KASUS penganiayaan terhadap tenaga kerja Indonesia (TKI)di Pinang, Malaysia, yang menimpa salah seorang TKI asal NTT bernama Adelina pada Februari lalu, sungguh sangat memilukan dan mengkhawatirkan.
Seminggu setelahnya, kembali diberitakan tentang adanya TKI yang meninggal di Sabah. Pada Maret 2018, TKI bernama Santi R Simbolon ditemukan tewas di dalam lemari di Pulau Penang, Malaysia.
Hal tersebut menambah panjang deretan nasib suram dan kisah tragis "para pejuang devisa" di Negeri Jiran.
Di satu sisi, menjadi TKI adalah bagian dari upaya mencari peluang hidup yang lebih menjanjikan di luar negeri. TKI berharap dapat membantu keluarga di kampung halaman sehingga dapat hidup lebih sejahtera. Namun, di sisi lain ada risiko yang mengancam jiwa mereka kapan saja dan di mana saja.
Perlindungan pekerja migran
Undang-Undang Nomor 18 Tahun 2017 tentang Pelindungan Pekerja Migran Indonesia baru saja disahkan pada 22 November 2017. UU ini menggantikan UU Nomor 39 Tahun 2004 tentang Penempatan dan Perlindungan Tenaga Kerja Indonesia di Luar Negeri.
UU tersebut dibuat untuk memperbaiki berbagai kelemahan yang ada dalam UU No. 39/2004 sebab tujuan utama penyempurnaan UU tersebut agar para TKI semakin terlindungi sebagaimana diamanatkan dalam UUD 1945.
Semangat penerbitan UU 18/2017 adalah agar para TKI terlindungi dari praktik perdagangan manusia, termasuk perbudakan dan kerja paksa, korban kekerasan, kesewenang-wenangan, kejahatan atas harkat dan martabat manusia, serta perlakuan lain yang melanggar hakasasi manusia.

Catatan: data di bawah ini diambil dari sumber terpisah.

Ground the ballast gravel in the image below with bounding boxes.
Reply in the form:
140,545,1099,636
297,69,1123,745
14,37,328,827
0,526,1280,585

Selain itu, UU tersebut lebih menekankan dan memberikan peran lebih besar kepada pemerintah dan mengurangi peran swasta dalam penempatan dan perlindungan
pekerja migran Indonesia.
UU 18/2017 ini menjadi regulasi yang lebih baik dan dapat menjadi patokan untuk menjadikan TKI kita untuk lebih memiliki bargaining position yang jelas sesuai dengan skill dan kompetensi yang dimiliki.
Dengan pengesahan UU baru tentang perlindungan pekerja migran ini, seharusnya para TKI kita lebih pede dalam hal memperjuangkan hak-haknya, meskipun mereka bekerja hanya sebagai pembantu rumah tangga ataupun buruh pabrik.

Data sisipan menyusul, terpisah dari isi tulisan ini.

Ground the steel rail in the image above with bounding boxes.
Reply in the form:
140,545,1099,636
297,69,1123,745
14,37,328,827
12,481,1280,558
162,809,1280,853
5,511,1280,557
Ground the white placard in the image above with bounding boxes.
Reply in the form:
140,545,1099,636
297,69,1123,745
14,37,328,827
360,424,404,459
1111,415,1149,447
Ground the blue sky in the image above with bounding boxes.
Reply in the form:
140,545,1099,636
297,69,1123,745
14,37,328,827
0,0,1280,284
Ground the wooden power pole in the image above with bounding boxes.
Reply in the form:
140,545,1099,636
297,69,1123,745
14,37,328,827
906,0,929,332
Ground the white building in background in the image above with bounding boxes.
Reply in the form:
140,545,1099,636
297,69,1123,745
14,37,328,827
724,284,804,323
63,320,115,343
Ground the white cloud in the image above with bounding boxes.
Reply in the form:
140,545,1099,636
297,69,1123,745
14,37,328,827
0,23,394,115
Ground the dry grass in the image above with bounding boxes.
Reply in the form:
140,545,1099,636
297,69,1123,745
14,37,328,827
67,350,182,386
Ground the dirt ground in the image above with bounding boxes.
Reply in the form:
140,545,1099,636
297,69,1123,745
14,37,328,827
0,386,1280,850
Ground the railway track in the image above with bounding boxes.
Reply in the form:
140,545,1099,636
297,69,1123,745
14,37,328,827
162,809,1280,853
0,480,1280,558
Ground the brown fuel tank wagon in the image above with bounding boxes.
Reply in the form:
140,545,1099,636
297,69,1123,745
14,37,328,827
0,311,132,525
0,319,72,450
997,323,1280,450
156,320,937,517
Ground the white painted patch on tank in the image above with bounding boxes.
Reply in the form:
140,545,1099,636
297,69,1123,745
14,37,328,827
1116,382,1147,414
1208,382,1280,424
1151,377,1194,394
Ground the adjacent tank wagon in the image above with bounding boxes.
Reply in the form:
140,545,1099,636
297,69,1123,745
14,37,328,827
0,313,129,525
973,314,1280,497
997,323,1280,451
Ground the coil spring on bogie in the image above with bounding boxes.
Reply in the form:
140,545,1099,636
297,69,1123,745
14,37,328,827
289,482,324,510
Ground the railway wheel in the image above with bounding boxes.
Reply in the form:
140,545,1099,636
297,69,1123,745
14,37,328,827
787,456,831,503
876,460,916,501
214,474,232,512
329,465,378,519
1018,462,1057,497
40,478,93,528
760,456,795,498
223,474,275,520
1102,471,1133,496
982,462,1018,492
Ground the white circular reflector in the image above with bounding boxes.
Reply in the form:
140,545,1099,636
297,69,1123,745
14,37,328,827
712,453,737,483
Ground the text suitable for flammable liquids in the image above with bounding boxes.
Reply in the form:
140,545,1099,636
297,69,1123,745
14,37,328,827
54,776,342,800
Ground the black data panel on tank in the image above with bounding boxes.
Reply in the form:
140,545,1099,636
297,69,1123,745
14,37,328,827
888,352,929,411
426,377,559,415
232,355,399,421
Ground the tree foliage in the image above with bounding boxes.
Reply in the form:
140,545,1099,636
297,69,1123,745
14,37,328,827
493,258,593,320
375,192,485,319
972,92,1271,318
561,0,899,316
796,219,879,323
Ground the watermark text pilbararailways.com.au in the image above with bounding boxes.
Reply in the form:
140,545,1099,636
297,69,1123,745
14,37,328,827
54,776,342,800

Kasus yang dialami oleh Adelina dan Santi R Simbolon tentunya tidak boleh dianggap sepele, terlepas apakah Adelina atau Santi berstatus sebagai TKI legal atau ilegal.

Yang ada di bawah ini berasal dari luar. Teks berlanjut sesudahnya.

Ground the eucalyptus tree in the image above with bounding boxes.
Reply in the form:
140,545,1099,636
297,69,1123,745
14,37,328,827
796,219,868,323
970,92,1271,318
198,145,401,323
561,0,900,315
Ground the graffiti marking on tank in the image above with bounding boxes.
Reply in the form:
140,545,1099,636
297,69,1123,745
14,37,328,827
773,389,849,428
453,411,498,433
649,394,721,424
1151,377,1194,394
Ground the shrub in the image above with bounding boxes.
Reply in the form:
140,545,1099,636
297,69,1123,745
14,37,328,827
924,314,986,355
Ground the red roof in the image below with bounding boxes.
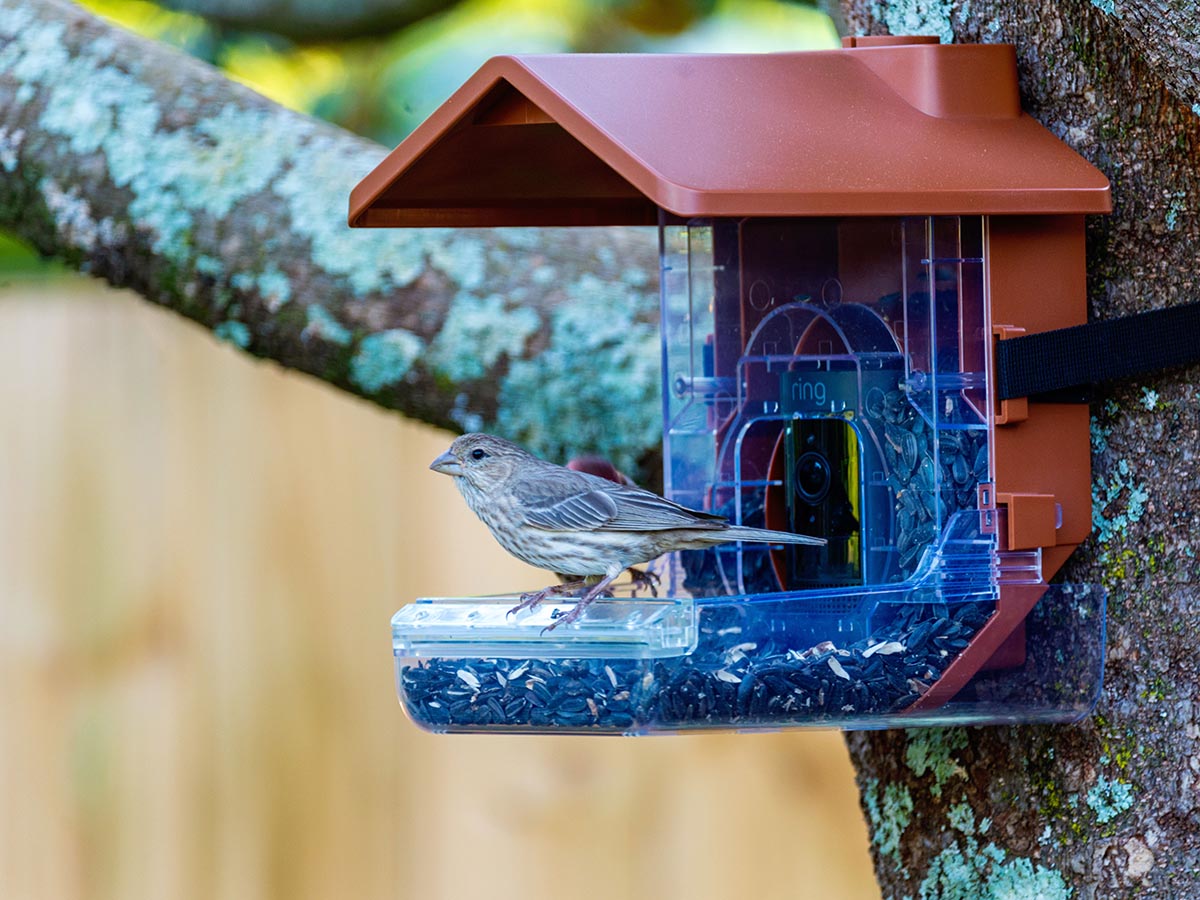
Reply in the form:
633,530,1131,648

Kasus mereka terjadi akibat adanya kelalaian negara yang tidak melakukan proses pengawasan dan kontrol yang ketat terhadap para TKI dan terhadap pemberi kerja.
Negara, dalam hal ini Kementerian Ketenagakerjaan, harus bekerja ekstra untuk mengawal semua TKI yang tercatat sebagai pekerja migran yang bekerja sesuai dengan aturan UU 18/2017.
Apabila masih ada temuan berbagai kasus pemberi kerja bermasalah, yang pada akhirnya dapat menyebabkan korban bagi para pekerja migran kita, negara wajib berupaya melindungi secara maksimal agar pekerja migran kita tidak menjadi korban.